Выбрать главу

Писательские биографии становятся у нас популярным жанром.

Когда в 2006 году только что учрежденная литературная премия “Большая книга” была присуждена Дмитрию Быкову за биографию Бориса Пастернака, выпущенную в серии ЖЗЛ, этому, кажется, никто особо не удивился. Через год ситуация повторилась, с той разницей, что Алексею Варламову за биографию Алексея Толстого, вышедшую в той же серии, присудили на конкурсе “Большая книга” не первую, а вторую премию.

На этот раз было чему удивиться. Само совпадение воспринималось как тенденция, правда, не очень понятная. Несколько неожиданным оказался и выбор “замечательного человека”, чья жизнь стала предметом описания. Пастернак и Толстой - антиподы во всем, и в жизни, и в творчестве. В их “соседстве” можно было заподозрить своеобразную политкорректность со стороны устроителей премии, желающих объять оба “крыла” отечественной литературы.

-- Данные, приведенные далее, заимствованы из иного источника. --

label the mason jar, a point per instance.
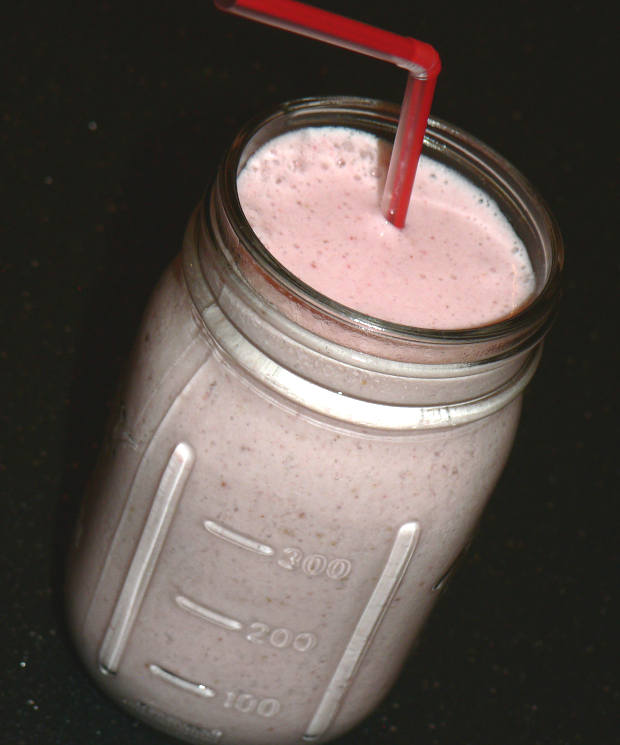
(287, 481)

Но ведь главное - как написана книга, не так ли?

Отмечу методологическое несходство двух писательских биографий, воссозданных двумя современными литераторами. Если Быков предлагает свой собственный, максимально личностный взгляд на Пастернака, то Варламов, напротив, намеренно устраняется от личных суждений и оценок, строя текст, главным образом, на цитатах. (Их так много, что редкие авторские вступления принимаешь за очередную цитату и ищешь, где открылись кавычки). Отдавая должное достоинствам быковского текста, скажу, что метод Варламова хорош по-своему: воспоминания и оценки современников Толстого, их живые голоса интересны и ценны сами по себе. Однако вопрос об отношении биографа к герою, как бы ни хотелось ему этого избежать, все равно возникает, хотя бы после того, как книга прочитана. Но об этом позже.

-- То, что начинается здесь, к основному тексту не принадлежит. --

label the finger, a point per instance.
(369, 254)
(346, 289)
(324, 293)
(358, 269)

Алексею Варламову потребовалось, я думаю, определенное мужество, чтобы взяться за биографию самого одиозного из советских классиков, чья репутация “предателя своего сословия”, “отступника” и “приспособленца” в наше время - время триумфального возвращения русской литературы из эмиграции - почти затмила его былую литературную славу. Но сам факт обращения к автору “Хождения по мукам” показателен и может означать, что время непримиримого разделения русских писателей на красных и белых (с предпочтением сначала одних, потом других) постепенно проходит, а читателям XXI века будут, вероятно, равно интересны и те, и другие.

Версия Варламова выстроена традиционно, по хронологии, сочетает жизнеописание героя с разбором созданных им произведений. При этом она вобрала в себя все ранее известные биографии “красного графа”, включая автобиографию 1943 года и бунинское эссе-некролог, которые несли в себе черты двух враждующих идеологий. От этой версии читатель вправе ждать окончательной полноты и объективности. Но уже в начале книги Варламов честно предупреждает, что не претендует на архивные открытия, а лишь пытается “расставить свои акценты” в таком “неправдоподобном сюжете”, каким является биография Алексея Толстого.

Вот об этих акцентах и поговорим.

Граф или не граф?

Как известно, этот вопрос попортил Алексею Толстому немало крови. Варламов призвал все доводы в пользу графского происхождения своего героя. Но в одном очень деликатном пункте “дрогнул”.

Ссылаясь на письмо матери писателя Александры Леонтьевны Толстой (Тургеневой) к ее возлюбленному Алексею Аполлоновичу Бострому, Варламов пишет: “Она была почти уверена в отцовстве графа”. Это предательское “почти” портит все дело, заставляя читателя опять-таки сомневаться (как сомневались многие современники Толстого). Хотя, если прочесть упомянутое письмо внимательно, сомнений быть не должно. Написано оно 20 апреля 1882 года, спустя две недели после того, как законный муж Александры Леонтьевны, граф Николай Александрович Толстой, по ее же собственному признанию, насильно восстановил с ней супружеские отношения. Если всего через две недели после случившегося женщина пишет: “Я почти уверена, что беременна от него”, то мне, например, понятно: слово “почти” относится к слову “беременна” (“почти уверена, что беременна”, потому что две недели - не срок для такой уверенности), а вовсе не к словам “от него”. В этом-то она не могла сомневаться, находясь фактически под домашним арестом.

Мелочь? Отнюдь. Письмо Александры Леонтьевны - единственное, что называется, из первых рук свидетельство в пользу того, что Толстой - это Толстой, а не Бостром (самой-то ей хотелось как раз обратного, и рада была бы она обнадежить любимого, но два месяца, проведенные в доме законного мужа, не оставляли ей такой возможности).